We all like to have conversations that end up giving feelings like amazement, inspiration, motivation, and fun. But it’s not happening with everybody we know, and everybody we meet, because it is obvious we talk to different people for different purposes, and all of them are not people we like to conversate with. We are talking for a purpose. I don’t imagine having a great conversation with my control freak friend or the judgmental teacher in our school.
But still, we can have great conversations with these people with whom we don’t interested to talk. To do that, we have to follow some habits. There are 10.
- Don’t multitask — not just keep your mobile, car keys or whatever is in your hand but be present at the moment. Don’t be thinking about an argument you had with your friend or what you’re going to have for dinner. If you want to get out of the conversation, get out of it. Don’t be half in it and half out of it.
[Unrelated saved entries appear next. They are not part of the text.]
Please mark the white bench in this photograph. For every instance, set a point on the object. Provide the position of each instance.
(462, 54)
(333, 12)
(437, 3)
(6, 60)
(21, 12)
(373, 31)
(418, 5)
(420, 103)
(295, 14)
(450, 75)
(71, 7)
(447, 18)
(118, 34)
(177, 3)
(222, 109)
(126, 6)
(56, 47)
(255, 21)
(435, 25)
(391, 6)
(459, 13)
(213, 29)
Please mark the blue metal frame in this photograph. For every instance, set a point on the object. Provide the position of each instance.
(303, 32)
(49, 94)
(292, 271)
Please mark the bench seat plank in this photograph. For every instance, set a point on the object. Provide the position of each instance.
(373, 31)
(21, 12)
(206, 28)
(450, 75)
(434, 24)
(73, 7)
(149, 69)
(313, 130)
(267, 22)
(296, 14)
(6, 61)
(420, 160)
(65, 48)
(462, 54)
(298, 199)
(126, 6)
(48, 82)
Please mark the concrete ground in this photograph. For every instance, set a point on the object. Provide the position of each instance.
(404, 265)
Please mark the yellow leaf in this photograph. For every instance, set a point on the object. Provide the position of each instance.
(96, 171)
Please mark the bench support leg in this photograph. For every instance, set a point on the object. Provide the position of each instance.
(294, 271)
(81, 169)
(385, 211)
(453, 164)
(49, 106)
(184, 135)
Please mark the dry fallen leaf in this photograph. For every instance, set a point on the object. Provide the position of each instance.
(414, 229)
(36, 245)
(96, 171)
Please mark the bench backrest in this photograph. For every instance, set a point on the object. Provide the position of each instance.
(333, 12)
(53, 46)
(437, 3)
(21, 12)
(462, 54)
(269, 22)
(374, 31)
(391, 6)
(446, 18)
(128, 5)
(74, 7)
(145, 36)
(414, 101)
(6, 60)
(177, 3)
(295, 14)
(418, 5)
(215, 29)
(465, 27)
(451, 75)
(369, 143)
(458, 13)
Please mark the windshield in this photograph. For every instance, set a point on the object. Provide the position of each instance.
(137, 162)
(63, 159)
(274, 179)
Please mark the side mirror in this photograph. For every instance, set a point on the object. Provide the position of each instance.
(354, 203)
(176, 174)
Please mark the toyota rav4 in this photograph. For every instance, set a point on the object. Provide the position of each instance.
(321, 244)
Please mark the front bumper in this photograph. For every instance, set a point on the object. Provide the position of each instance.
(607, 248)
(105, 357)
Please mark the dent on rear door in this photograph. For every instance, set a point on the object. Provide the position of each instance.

- Don’t pontificate — If you want to state your opinion without any opportunity for response, argument, push back or growth, write a blog. That is boring. You have to enter every conversation assuming that you have something to learn. True listening requires setting aside oneself and it means sometimes setting aside your personal opinions. Sensing this acceptance, the speaker will become less and less vulnerable and more and more likely to open up the inner recesses of his or her mind to the listener. Everybody you meet knows something you don’t.
- Ask open-ended questions. If you ask a complicated question, you’re going to get a simple answer. Let them describe it. Try asking how that feels like. Then they will stop for a moment, think about it, and, give a much more interesting response.
- Go with the flow — Thoughts come to your mind, let them go. Don’t stop listening while thinking about what to ask.
5. If you don’t know, say that you don’t know. The talk should not be cheap, and it doesn’t look interesting.
6. Don’t equate your experience with theirs. Experience may look the same but it’s not the same for two different people. When a person is talking about a lost family member, don’t talk about the loss of a family member. All experiences are individual. More importantly, it is not about you, you don’t need to take that moment to prove how amazing you’re or how much you suffered. Conversations are not promotional opportunities.
7. Try not to repeat yourself. It is boring.
8. Don’t care about the details like year or date. What people care about is you.
9. Listen — First and last thing to make a conversation engaging and inspiring, listen.
10. Be brief. Nobody likes lengthy descriptions of unimportant things.
I have taken these points from a TED talk given by Celeste Headlee who makes her living talking to people. Thank you for inspiring me to share what you have shared.